Life Story: I’m sorry I let you go.
I lost one of the persons I loved the most. I lost one of the persons who loved me unconditionally. I loved one of the most important persons in my life.
I lost my grandma.
I haven’t seen her for eight months. I was about to see her in three weeks. Last time, I saw her on Messenger two months ago.
She told me then:
– You promised me you will come one more time.
– I will come soon, grandma. I will come to you with my baby.
I was so happy to see her soon. I missed her so much. I was feeling so bad that I didn’t manage to see her faster.
Living on the other side of the country, having a full-time job and a small baby doesn’t facilitate frequent travels.
Grandma was the one who always believed in me. I was beautiful in her eyes. I was important in her eyes. I was precious in her eyes.
She used to say to me:
– My little, little grandbaby…tell me something more. How’s your life? Are you happy?

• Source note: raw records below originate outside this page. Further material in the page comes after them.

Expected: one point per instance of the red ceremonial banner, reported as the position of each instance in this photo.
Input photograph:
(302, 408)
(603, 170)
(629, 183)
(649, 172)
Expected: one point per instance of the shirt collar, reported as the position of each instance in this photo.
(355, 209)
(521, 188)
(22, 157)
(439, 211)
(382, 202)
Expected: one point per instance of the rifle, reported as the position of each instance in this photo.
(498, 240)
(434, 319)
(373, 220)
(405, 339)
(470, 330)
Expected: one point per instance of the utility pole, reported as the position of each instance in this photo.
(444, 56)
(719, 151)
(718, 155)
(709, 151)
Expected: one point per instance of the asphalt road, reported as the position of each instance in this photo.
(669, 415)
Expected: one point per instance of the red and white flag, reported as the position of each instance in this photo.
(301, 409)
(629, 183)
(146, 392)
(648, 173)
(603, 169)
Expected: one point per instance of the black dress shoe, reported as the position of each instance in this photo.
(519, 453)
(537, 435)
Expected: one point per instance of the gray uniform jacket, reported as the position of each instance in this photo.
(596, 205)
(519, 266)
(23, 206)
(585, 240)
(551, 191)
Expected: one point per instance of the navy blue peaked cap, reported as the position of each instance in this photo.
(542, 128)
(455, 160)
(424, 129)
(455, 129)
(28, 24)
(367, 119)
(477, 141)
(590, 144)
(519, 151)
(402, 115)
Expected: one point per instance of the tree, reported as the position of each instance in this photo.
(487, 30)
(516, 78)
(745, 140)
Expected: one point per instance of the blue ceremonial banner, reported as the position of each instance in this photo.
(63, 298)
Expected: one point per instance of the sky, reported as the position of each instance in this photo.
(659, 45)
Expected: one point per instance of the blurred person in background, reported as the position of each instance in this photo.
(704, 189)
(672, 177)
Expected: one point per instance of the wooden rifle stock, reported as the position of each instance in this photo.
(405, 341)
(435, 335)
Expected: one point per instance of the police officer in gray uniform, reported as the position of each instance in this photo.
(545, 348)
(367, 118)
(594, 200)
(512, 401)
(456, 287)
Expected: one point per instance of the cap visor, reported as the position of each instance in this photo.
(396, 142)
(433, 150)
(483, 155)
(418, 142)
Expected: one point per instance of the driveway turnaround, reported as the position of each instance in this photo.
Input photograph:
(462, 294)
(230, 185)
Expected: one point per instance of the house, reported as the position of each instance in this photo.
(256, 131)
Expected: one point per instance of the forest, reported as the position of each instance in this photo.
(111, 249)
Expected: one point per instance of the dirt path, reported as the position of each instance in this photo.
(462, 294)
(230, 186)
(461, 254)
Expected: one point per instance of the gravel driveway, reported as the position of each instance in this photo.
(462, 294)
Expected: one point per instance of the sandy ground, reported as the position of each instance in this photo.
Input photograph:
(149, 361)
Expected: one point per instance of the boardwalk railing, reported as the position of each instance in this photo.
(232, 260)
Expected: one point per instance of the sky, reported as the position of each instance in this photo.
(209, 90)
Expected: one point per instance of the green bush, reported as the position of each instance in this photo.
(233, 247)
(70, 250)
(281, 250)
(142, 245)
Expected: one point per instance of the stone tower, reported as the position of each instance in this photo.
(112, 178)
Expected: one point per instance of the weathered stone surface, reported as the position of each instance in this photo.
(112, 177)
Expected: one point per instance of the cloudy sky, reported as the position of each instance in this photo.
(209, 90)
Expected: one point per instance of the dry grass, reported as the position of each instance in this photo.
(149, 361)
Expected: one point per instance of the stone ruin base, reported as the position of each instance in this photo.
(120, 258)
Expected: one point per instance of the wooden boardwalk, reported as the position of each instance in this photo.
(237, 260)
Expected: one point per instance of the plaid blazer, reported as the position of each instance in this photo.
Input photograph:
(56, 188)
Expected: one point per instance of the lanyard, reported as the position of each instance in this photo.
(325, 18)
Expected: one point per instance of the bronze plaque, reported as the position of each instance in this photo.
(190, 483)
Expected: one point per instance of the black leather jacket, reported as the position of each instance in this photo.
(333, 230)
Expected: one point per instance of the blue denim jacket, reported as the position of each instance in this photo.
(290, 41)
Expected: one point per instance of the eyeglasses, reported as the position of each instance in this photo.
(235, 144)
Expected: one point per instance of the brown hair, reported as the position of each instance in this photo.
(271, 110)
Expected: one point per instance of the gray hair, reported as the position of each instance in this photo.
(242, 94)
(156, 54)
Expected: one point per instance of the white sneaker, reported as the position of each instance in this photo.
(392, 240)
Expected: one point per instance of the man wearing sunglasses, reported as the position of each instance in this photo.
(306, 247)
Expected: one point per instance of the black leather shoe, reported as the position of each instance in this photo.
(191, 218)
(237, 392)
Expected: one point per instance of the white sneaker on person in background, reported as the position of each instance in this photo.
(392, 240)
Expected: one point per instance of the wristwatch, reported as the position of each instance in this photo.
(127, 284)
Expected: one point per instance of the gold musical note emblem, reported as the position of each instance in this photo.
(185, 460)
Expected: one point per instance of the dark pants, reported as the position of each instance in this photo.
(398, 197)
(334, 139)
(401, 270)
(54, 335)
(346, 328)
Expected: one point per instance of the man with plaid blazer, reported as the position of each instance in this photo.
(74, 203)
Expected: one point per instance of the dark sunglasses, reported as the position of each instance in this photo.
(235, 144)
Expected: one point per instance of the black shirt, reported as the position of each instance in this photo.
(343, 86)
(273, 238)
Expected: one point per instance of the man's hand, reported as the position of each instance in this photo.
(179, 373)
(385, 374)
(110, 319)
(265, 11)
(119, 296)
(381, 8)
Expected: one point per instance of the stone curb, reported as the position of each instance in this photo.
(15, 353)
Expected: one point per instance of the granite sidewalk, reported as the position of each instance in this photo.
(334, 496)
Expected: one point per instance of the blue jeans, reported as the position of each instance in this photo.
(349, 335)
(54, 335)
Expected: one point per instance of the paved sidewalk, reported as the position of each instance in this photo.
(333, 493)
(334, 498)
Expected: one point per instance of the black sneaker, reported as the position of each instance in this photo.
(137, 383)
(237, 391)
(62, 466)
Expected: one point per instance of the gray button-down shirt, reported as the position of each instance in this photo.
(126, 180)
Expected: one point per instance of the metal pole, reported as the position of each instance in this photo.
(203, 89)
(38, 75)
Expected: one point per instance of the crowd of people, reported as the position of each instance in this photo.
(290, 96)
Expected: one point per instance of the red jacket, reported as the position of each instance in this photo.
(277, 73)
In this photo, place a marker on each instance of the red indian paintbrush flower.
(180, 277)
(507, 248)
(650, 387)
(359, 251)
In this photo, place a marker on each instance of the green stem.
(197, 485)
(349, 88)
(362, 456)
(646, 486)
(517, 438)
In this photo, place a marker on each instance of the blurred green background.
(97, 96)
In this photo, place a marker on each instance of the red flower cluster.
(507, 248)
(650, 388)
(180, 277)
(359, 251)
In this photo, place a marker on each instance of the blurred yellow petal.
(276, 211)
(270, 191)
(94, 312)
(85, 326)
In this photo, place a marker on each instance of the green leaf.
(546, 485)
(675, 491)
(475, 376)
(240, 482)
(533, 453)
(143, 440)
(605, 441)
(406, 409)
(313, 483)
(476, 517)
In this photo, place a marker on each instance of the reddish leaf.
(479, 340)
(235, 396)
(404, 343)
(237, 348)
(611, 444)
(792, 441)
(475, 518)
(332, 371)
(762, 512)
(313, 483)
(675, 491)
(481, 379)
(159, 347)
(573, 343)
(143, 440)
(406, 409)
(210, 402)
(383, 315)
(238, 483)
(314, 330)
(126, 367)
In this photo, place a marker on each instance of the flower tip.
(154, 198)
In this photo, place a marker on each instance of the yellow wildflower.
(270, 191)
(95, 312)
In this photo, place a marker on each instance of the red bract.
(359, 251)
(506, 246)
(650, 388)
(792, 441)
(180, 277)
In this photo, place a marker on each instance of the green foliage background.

I’ve been waiting impatiently to see her. To tell her new stories. To share my secrets with her. I felt the one when I was close to her. I was unique for her. And she was unique for me.
– Just few weeks more. Just few weeks…
That day, I left my phone in my bag for half of the day. I forgot to turn off the airplane mode. I did it in the afternoon while going for lunch. I saw 8 call attempts from my partner. I saw 4 call attempts from my mom.
I was terrified.
I knew it was a bad sign. They never call me so desperately if I don’t answer. They just send me a message. And let me call them back.
They didn’t leave me any message.
I called back my mom with heart jumping to my throat. She was not answering.
I just knew.
I called my partner. He picked up. He didn’t know how to tell it to me.
Finally, he made it:
– Your grandma passed away…
I burst into tears.
I knew it could happen anytime. But I didn’t speed up things to see her. I didn’t prioritize seeing her. I didn’t give up everything to see her. I didn’t manage to say goodbye.
I thought we still had time…
Three fucking weeks and I could tell her one more time how much I love her. How much I appreciate all she did for me. How much I’m happy to hug her.
Three fucking weeks!!!
How on Earth time can be so cruel. How I could be so foolish thinking she will be living forever.